AMSTERDAM - At the beginning of World War I, 1 million Belgians fled to the Netherlands. About a hundred thousand stayed throughout the war, the majority in large camps. The Netherlands showed hospitality, but conditions in the refugee camps were much to be criticised.

For the migration special of 'the low countries', journalists Michiel Leen and Ken Lambeets took a road trip through the Netherlands in search of what remains of Belgian refugee camps.

"Two hundred and fifty stone crosses stick out above the freshly mown lawn. They are graves of Belgian children who died in the Nunspeet camp from numerous contagious diseases, such as a measles epidemic.
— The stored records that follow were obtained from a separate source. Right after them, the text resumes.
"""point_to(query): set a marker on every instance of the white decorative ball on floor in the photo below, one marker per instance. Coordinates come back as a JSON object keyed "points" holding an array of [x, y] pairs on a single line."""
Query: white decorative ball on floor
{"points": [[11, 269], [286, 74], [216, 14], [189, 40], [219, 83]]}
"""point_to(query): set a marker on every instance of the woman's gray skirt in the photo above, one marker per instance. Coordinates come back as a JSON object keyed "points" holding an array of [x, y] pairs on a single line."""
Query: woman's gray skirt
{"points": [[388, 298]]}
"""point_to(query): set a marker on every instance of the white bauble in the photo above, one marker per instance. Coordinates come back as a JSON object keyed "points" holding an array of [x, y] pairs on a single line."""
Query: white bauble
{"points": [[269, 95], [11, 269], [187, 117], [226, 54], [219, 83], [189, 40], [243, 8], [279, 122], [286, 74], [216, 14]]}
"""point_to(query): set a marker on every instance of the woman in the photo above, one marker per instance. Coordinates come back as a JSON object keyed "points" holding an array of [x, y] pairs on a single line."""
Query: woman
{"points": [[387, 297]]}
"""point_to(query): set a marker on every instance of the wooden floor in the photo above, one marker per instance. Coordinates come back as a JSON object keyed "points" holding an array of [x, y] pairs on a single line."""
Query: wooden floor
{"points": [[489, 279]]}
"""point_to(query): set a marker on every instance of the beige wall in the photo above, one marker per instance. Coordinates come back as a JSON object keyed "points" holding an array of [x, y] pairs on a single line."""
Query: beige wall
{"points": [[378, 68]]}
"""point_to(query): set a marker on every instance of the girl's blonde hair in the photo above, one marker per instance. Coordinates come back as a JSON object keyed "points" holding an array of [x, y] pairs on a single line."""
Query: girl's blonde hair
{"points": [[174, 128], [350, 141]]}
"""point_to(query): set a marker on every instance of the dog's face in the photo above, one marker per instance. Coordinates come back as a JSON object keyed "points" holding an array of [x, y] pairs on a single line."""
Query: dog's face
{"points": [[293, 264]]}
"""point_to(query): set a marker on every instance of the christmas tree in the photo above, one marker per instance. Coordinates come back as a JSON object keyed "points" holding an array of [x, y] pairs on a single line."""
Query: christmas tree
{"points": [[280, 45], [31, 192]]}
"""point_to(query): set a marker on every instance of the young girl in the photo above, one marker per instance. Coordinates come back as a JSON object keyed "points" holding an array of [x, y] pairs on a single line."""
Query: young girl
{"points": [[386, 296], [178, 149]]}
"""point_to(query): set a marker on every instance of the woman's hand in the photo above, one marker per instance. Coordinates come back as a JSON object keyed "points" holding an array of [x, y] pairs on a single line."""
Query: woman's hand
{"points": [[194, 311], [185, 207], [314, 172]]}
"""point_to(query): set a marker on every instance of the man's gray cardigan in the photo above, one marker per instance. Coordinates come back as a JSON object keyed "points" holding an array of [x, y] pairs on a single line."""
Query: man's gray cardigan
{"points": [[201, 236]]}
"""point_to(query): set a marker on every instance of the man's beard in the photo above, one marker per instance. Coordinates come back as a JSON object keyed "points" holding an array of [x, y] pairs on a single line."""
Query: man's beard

The place impresses, all the more so in times of geopolitical tensions and massive refugee flows."

Based on extensive literature and archive research (including in newspaper archives and the Acts of the Dutch States General), Leen and Lambeets reconstruct how the refugee camps came about and were organised, the conditions in which the Belgian refugees lived there and why certain camps closed before the end of the war.

They also ask what the Belgian refugees ultimately meant for the reception of refugees in the Netherlands.

Afghans and Ukrainians

Finally, the journalists examined how war refugees in the Netherlands fare today. "A crying baby could keep the whole tent awake at night," says Abdullah, who ended up in emergency shelter with his family in a forest near Nijmegen after the Taliban took power in August 2021.

"But the group of refugees most similar to the Belgians are the Ukrainians today," says Leo Lucassen, director of the International Institute of Social History in Amsterdam.

Ken Lambeets

Ken Lambeets werkt als nieuwsredacteur bij het Nijmeegse universiteitsblad Vox en als freelancejournalist voor onder andere MO* en De lage landen.

Michiel Leen

Michiel Leen (1987) is redacteur en journalist.
€ 2.190allocated on 13/12/2021.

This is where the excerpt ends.